Now that groups such as Amazon Watch are poking holes in Guerra's testimony, proving that not only did Donziger never bribe Guerra, but he wasn't even in the country on days Guerra claimed the American attorney was busy persuading him to rule in favor of the Ecuadorian people, Chevron has turned to other tactics to discredit the Ecuadorians' case, including spying on and threatening witnesses.
"One could write hundreds of pages detailing Gibson Dunn's dirty tactics, but we'll leave it to Donny on this note," Amazon Watch wrote in the video description for the third "Donny Rico" episode. "As [Donny] mentions, Gibson Dunn's lead lawyer Randy Mastro personally met in Chicago with Chevron's key witness – disgraced ex-judge Guerra – to negotiate the exchange of huge sums of money and other benefits in exchange for his 'factual' testimony.
"They also doctored video evidence and possibly engaged in fraud on the Ecuador court by failing to disclose that its technicians were ordered to hide dirty soil samples."

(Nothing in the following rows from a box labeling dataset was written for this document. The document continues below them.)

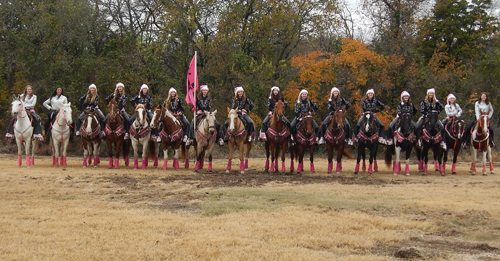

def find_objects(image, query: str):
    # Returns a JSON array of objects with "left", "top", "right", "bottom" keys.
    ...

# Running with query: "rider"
[
  {"left": 259, "top": 86, "right": 293, "bottom": 141},
  {"left": 290, "top": 89, "right": 319, "bottom": 142},
  {"left": 186, "top": 85, "right": 224, "bottom": 146},
  {"left": 5, "top": 85, "right": 43, "bottom": 142},
  {"left": 386, "top": 91, "right": 418, "bottom": 145},
  {"left": 104, "top": 82, "right": 130, "bottom": 139},
  {"left": 219, "top": 86, "right": 255, "bottom": 143},
  {"left": 319, "top": 87, "right": 353, "bottom": 145},
  {"left": 462, "top": 92, "right": 495, "bottom": 147},
  {"left": 129, "top": 84, "right": 156, "bottom": 142},
  {"left": 163, "top": 87, "right": 189, "bottom": 142},
  {"left": 354, "top": 89, "right": 386, "bottom": 144},
  {"left": 417, "top": 88, "right": 446, "bottom": 150},
  {"left": 43, "top": 86, "right": 68, "bottom": 143},
  {"left": 75, "top": 84, "right": 106, "bottom": 137}
]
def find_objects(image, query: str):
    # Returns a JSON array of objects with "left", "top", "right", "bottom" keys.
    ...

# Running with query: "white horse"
[
  {"left": 194, "top": 110, "right": 217, "bottom": 172},
  {"left": 51, "top": 102, "right": 73, "bottom": 167},
  {"left": 11, "top": 96, "right": 38, "bottom": 167},
  {"left": 130, "top": 104, "right": 151, "bottom": 169}
]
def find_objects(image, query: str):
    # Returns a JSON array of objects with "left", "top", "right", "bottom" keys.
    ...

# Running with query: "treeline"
[{"left": 0, "top": 0, "right": 500, "bottom": 129}]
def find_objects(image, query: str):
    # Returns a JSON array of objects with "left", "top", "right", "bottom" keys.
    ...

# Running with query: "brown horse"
[
  {"left": 104, "top": 99, "right": 130, "bottom": 169},
  {"left": 151, "top": 105, "right": 186, "bottom": 170},
  {"left": 225, "top": 108, "right": 252, "bottom": 174},
  {"left": 80, "top": 110, "right": 101, "bottom": 168},
  {"left": 443, "top": 117, "right": 465, "bottom": 174},
  {"left": 325, "top": 109, "right": 353, "bottom": 174},
  {"left": 290, "top": 113, "right": 316, "bottom": 174},
  {"left": 470, "top": 114, "right": 493, "bottom": 176},
  {"left": 265, "top": 100, "right": 290, "bottom": 173}
]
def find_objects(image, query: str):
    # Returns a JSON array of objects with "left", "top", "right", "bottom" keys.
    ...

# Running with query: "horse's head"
[
  {"left": 399, "top": 113, "right": 413, "bottom": 137},
  {"left": 135, "top": 104, "right": 147, "bottom": 126},
  {"left": 227, "top": 108, "right": 239, "bottom": 134},
  {"left": 11, "top": 95, "right": 24, "bottom": 117},
  {"left": 57, "top": 102, "right": 73, "bottom": 125},
  {"left": 205, "top": 110, "right": 217, "bottom": 134}
]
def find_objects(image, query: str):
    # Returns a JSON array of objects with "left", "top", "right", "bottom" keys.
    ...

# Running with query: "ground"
[{"left": 0, "top": 154, "right": 500, "bottom": 260}]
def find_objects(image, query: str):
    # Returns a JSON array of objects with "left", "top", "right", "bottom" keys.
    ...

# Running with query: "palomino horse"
[
  {"left": 325, "top": 109, "right": 352, "bottom": 174},
  {"left": 443, "top": 117, "right": 465, "bottom": 174},
  {"left": 385, "top": 113, "right": 416, "bottom": 176},
  {"left": 51, "top": 102, "right": 73, "bottom": 167},
  {"left": 265, "top": 100, "right": 290, "bottom": 172},
  {"left": 422, "top": 111, "right": 444, "bottom": 176},
  {"left": 470, "top": 114, "right": 493, "bottom": 176},
  {"left": 11, "top": 96, "right": 38, "bottom": 167},
  {"left": 225, "top": 108, "right": 252, "bottom": 174},
  {"left": 129, "top": 104, "right": 158, "bottom": 169},
  {"left": 104, "top": 99, "right": 130, "bottom": 169},
  {"left": 194, "top": 110, "right": 217, "bottom": 172},
  {"left": 290, "top": 113, "right": 316, "bottom": 174},
  {"left": 150, "top": 105, "right": 185, "bottom": 170},
  {"left": 354, "top": 111, "right": 379, "bottom": 175},
  {"left": 80, "top": 110, "right": 101, "bottom": 168}
]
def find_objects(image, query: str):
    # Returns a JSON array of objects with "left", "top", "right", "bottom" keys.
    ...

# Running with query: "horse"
[
  {"left": 150, "top": 105, "right": 186, "bottom": 170},
  {"left": 422, "top": 110, "right": 445, "bottom": 176},
  {"left": 104, "top": 99, "right": 130, "bottom": 169},
  {"left": 194, "top": 110, "right": 217, "bottom": 172},
  {"left": 385, "top": 113, "right": 416, "bottom": 176},
  {"left": 354, "top": 111, "right": 379, "bottom": 175},
  {"left": 11, "top": 96, "right": 38, "bottom": 168},
  {"left": 443, "top": 117, "right": 465, "bottom": 175},
  {"left": 129, "top": 104, "right": 158, "bottom": 169},
  {"left": 325, "top": 109, "right": 353, "bottom": 174},
  {"left": 470, "top": 114, "right": 494, "bottom": 176},
  {"left": 290, "top": 113, "right": 316, "bottom": 174},
  {"left": 80, "top": 110, "right": 101, "bottom": 168},
  {"left": 51, "top": 102, "right": 73, "bottom": 167},
  {"left": 265, "top": 100, "right": 290, "bottom": 172},
  {"left": 225, "top": 108, "right": 252, "bottom": 174}
]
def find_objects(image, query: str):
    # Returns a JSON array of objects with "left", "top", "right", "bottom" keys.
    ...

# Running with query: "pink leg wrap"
[
  {"left": 134, "top": 159, "right": 139, "bottom": 169},
  {"left": 163, "top": 160, "right": 168, "bottom": 170}
]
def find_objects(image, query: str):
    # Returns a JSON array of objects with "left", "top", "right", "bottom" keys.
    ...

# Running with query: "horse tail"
[{"left": 384, "top": 145, "right": 395, "bottom": 168}]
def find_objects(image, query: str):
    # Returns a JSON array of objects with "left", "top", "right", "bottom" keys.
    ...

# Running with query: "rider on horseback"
[
  {"left": 319, "top": 87, "right": 353, "bottom": 145},
  {"left": 219, "top": 86, "right": 255, "bottom": 143},
  {"left": 5, "top": 85, "right": 43, "bottom": 142},
  {"left": 186, "top": 85, "right": 224, "bottom": 146},
  {"left": 417, "top": 88, "right": 446, "bottom": 150},
  {"left": 43, "top": 86, "right": 68, "bottom": 143},
  {"left": 75, "top": 84, "right": 106, "bottom": 137},
  {"left": 259, "top": 86, "right": 293, "bottom": 141},
  {"left": 163, "top": 87, "right": 189, "bottom": 142},
  {"left": 129, "top": 84, "right": 156, "bottom": 142},
  {"left": 462, "top": 92, "right": 495, "bottom": 147},
  {"left": 386, "top": 91, "right": 418, "bottom": 145},
  {"left": 354, "top": 89, "right": 386, "bottom": 144},
  {"left": 290, "top": 89, "right": 319, "bottom": 141}
]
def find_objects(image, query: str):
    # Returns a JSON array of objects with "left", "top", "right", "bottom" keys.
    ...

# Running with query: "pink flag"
[{"left": 186, "top": 53, "right": 198, "bottom": 111}]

Chevron's latest move has been to hire the law firm Gibson, Dunn & Crutcher, a firm known for "throwing ethics to the wind" in order to help their clients by targeting lawyers and witnesses working against their high-profile corporate clients, and running character assassination and defamation campaigns against those who dare to challenge these big money organizations.
Among other incidents that have contributed to Gibson Dunn's nasty reputation, the law firm has been found guilty of engaging in "legal thuggery" and "blatant and malicious intimidation" tactics by the Montana Supreme Court, while a U.S. federal judge said the law firm maintained "a culture [of] obstruction and gamesmanship."

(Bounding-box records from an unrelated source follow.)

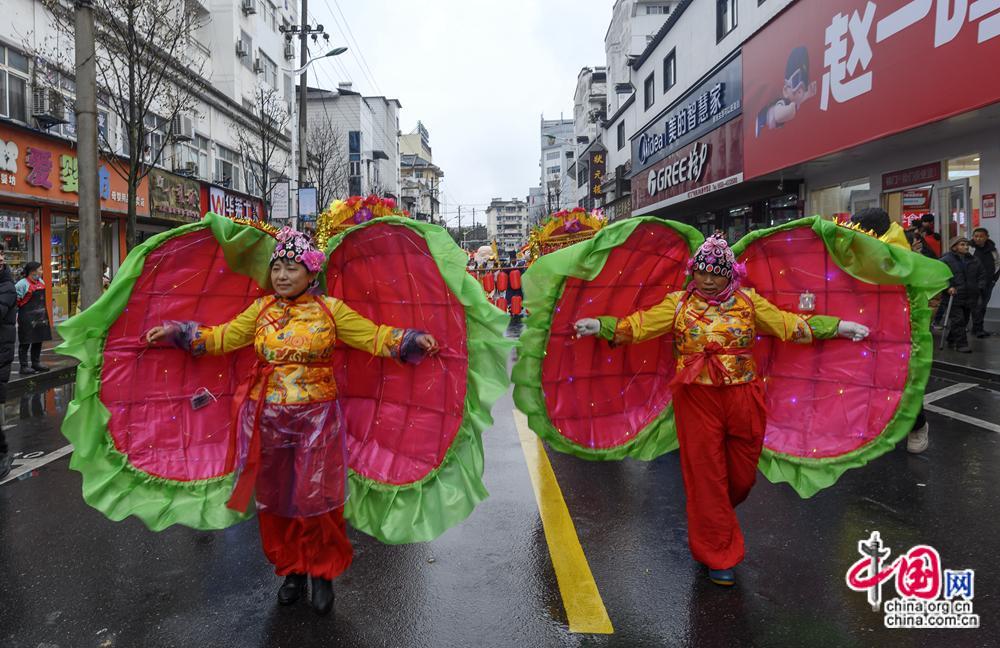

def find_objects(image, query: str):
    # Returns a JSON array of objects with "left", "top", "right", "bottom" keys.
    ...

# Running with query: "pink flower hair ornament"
[{"left": 271, "top": 227, "right": 326, "bottom": 272}]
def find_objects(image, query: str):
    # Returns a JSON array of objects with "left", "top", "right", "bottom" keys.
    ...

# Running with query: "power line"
[{"left": 323, "top": 0, "right": 382, "bottom": 94}]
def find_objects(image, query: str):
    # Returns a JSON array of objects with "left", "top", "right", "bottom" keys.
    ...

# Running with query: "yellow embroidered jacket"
[
  {"left": 191, "top": 294, "right": 406, "bottom": 405},
  {"left": 598, "top": 288, "right": 840, "bottom": 385}
]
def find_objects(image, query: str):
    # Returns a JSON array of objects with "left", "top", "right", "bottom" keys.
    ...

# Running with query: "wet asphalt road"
[{"left": 0, "top": 342, "right": 1000, "bottom": 648}]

In the case of the pollution of the Amazon rainforest in Ecuador, Gibson Dunn has filed dozens of discovery lawsuits in courts across the U.S. on behalf of Chevron, for about $36 million. The law firm has bounced around from courtroom to courtroom is partly because most courts have refused to hear these "trumped up allegations," Amazon Watch explains.
One federal appellate court in Philadelphia actually reversed the order for discovery, stating "[t]he circumstances supporting [Chevron's] claim of fraud largely are allegations and allegations are not factual findings." The court also criticized Chevron's attacks on the judicial system in Ecuador as well as the people of Ecuador.
"The list of unprecedented attack on justice waged by Chevron and Gibson Dunn goes on and on," Amazon Watch says. "Increasingly disturbing to many is that their 'pioneering' work could make it easier for other corporations to do the same without having to spend nearly as much.
"Kaplan's verdict, though likely to be overturned, could set a dangerous precedent by criminalizing First Amendment protected activities by environmental, human rights and corporate accountability groups," which is why the group says its work is far from over and plans to release the fourth episode in the "Donny Rico" series soon.